Data collected by the states would be analyzed and made public without naming the patients or healthcare professionals to educate people about the safety of healthcare systems across the country. Such reporting raises the issue of whether the data will be used to buttress malpractice claims. The White House called for legislation to protect the names of providers and patients as long it does not undermine the rights of individual patients to receive compensation for malpractice.
The Clinton Administration is expected to take several specific steps. Within 1 year, the Food and Drug Administration must develop standards to help prevent errors caused by healthcare providers who confuse medications because of drug names that sound similar or packaging that looks similar, and it must write rules requiring the 3000 US blood banks and other institutions that handle blood to report serious errors.
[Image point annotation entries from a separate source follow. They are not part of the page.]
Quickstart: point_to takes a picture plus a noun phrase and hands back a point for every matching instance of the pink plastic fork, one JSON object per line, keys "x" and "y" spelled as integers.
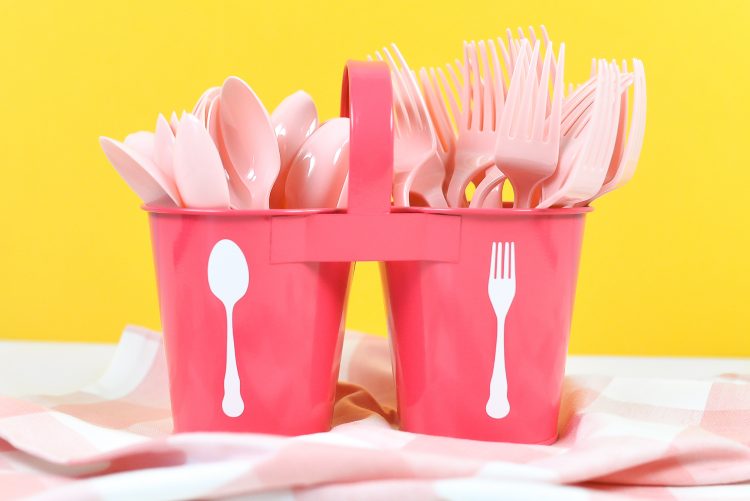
{"x": 625, "y": 163}
{"x": 418, "y": 168}
{"x": 583, "y": 164}
{"x": 528, "y": 141}
{"x": 483, "y": 101}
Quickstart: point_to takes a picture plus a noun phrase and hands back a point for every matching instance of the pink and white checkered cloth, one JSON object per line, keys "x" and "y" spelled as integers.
{"x": 620, "y": 438}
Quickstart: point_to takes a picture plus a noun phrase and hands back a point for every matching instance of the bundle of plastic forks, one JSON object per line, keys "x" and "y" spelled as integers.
{"x": 501, "y": 115}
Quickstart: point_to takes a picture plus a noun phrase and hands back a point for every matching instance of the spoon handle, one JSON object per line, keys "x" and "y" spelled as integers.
{"x": 232, "y": 404}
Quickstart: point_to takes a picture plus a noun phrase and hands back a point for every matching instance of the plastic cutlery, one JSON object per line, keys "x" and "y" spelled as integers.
{"x": 198, "y": 171}
{"x": 228, "y": 279}
{"x": 164, "y": 146}
{"x": 528, "y": 141}
{"x": 239, "y": 195}
{"x": 418, "y": 168}
{"x": 583, "y": 165}
{"x": 173, "y": 122}
{"x": 625, "y": 165}
{"x": 141, "y": 174}
{"x": 318, "y": 172}
{"x": 482, "y": 103}
{"x": 201, "y": 107}
{"x": 142, "y": 142}
{"x": 294, "y": 120}
{"x": 250, "y": 140}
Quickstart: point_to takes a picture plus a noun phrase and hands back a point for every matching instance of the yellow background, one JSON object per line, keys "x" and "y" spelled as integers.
{"x": 665, "y": 262}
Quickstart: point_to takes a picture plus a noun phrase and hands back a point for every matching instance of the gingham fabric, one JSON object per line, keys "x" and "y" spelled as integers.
{"x": 620, "y": 438}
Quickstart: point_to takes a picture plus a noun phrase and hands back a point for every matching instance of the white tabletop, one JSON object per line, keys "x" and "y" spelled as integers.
{"x": 34, "y": 368}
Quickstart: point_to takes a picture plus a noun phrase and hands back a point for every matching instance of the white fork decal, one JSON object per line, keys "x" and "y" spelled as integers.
{"x": 501, "y": 288}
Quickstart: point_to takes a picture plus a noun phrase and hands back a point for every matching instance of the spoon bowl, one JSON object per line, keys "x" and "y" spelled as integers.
{"x": 294, "y": 120}
{"x": 318, "y": 172}
{"x": 250, "y": 140}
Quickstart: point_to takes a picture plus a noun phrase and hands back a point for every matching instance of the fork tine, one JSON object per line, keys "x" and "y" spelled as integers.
{"x": 493, "y": 262}
{"x": 614, "y": 116}
{"x": 411, "y": 105}
{"x": 512, "y": 101}
{"x": 599, "y": 116}
{"x": 450, "y": 93}
{"x": 532, "y": 35}
{"x": 553, "y": 133}
{"x": 413, "y": 87}
{"x": 508, "y": 65}
{"x": 402, "y": 116}
{"x": 523, "y": 128}
{"x": 488, "y": 90}
{"x": 472, "y": 62}
{"x": 437, "y": 107}
{"x": 542, "y": 98}
{"x": 506, "y": 260}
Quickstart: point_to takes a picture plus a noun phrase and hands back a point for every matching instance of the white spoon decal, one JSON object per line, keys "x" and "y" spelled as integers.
{"x": 228, "y": 278}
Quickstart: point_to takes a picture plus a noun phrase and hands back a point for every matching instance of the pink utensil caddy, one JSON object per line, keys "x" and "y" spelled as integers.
{"x": 441, "y": 285}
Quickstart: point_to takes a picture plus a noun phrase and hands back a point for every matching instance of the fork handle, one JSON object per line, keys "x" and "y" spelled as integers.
{"x": 497, "y": 405}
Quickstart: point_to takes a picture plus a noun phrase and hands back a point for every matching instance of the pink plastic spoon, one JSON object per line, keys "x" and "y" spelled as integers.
{"x": 250, "y": 140}
{"x": 294, "y": 119}
{"x": 141, "y": 174}
{"x": 239, "y": 195}
{"x": 197, "y": 167}
{"x": 318, "y": 172}
{"x": 164, "y": 146}
{"x": 142, "y": 142}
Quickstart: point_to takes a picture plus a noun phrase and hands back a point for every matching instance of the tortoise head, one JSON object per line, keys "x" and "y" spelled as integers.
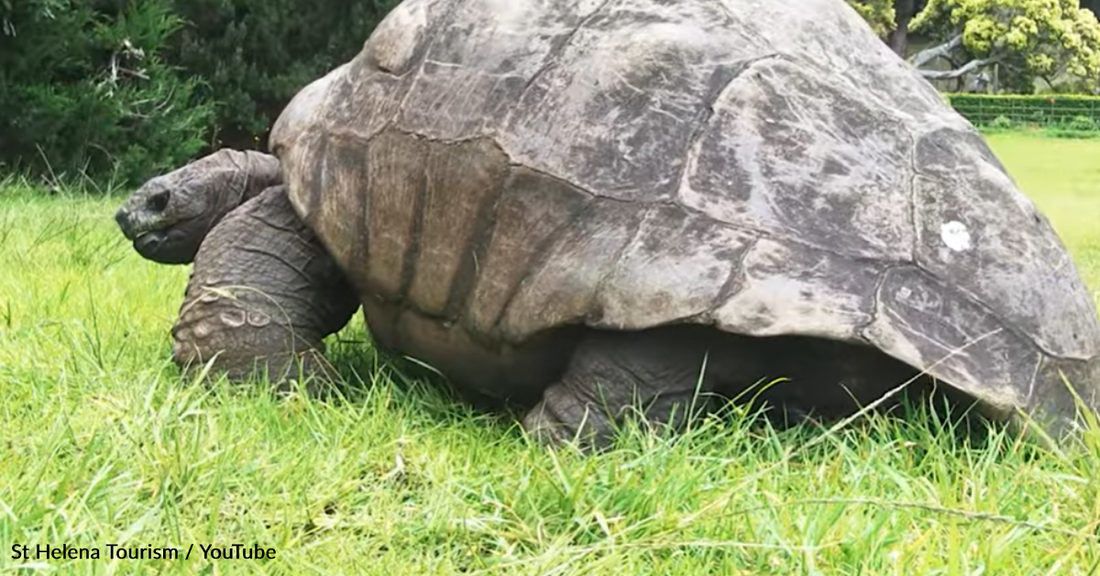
{"x": 169, "y": 216}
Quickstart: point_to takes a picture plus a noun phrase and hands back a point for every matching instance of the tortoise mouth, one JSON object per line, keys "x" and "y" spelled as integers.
{"x": 149, "y": 243}
{"x": 157, "y": 245}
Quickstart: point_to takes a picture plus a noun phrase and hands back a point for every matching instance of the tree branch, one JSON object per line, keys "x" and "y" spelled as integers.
{"x": 945, "y": 75}
{"x": 927, "y": 55}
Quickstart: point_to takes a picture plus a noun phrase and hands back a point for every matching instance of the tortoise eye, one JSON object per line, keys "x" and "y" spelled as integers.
{"x": 160, "y": 200}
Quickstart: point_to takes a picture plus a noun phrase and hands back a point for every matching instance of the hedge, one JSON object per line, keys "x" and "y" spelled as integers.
{"x": 1076, "y": 111}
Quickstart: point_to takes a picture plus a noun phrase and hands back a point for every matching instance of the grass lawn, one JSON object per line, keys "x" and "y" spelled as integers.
{"x": 102, "y": 444}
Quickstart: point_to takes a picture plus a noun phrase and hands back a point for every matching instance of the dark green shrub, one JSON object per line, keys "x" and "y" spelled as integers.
{"x": 85, "y": 90}
{"x": 255, "y": 55}
{"x": 1044, "y": 110}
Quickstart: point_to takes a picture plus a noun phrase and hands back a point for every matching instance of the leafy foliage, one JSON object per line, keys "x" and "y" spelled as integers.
{"x": 879, "y": 13}
{"x": 1029, "y": 39}
{"x": 256, "y": 54}
{"x": 92, "y": 93}
{"x": 1069, "y": 111}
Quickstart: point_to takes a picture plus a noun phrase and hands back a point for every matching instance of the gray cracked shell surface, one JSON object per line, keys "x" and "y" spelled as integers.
{"x": 503, "y": 167}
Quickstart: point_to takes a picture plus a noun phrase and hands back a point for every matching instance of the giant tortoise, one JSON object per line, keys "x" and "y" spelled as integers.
{"x": 611, "y": 207}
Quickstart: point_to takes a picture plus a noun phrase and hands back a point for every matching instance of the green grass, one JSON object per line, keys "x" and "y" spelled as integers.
{"x": 102, "y": 443}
Clinton is also expected to ask the Federal Health Care Financing Administration to publish rules requiring the 6000 hospitals that take part in the federal Medicare program to create error reduction programs.
The issue of medical errors has received considerable attention from healthcare organizations such as the American Medical Association, although that group opposes mandatory reporting rules because it fears malpractice fallout. US Senator Edward Kennedy (D-Massachusetts) said he will make acting on a bill to help reduce errors a priority this year.
However, the issue of medical mistakes is not a new one, and the numbers cited in the IOM’s study merely mirror those of others that have gone before. However, concerns about legal liability and a lack of government support has kept legislative activity in the area to a minimum.
The IOM’s highly publicized report, however, made officials and the public more aware of the problem and gave concrete suggestions on how to reduce the rate of errors. The IOM recommended the following:
Establishing a National Center for Patient Safety to set safety goals, track progress, fund research on error rates and prevention strategies, and serve as a clearinghouse for educational information and best practices.
Creating a mandatory, nationwide public reporting system that would hold institutions accountable for the rate of errors found within their walls. Currently, only about a third of states require such reporting.
Voluntarily reporting near-misses and errors that did not have serious consequences and extending the cover of peer review to keep such reports out of the hands of malpractice attorneys and their clients.
Increasing attention by licensing organizations to the issue of medical errors.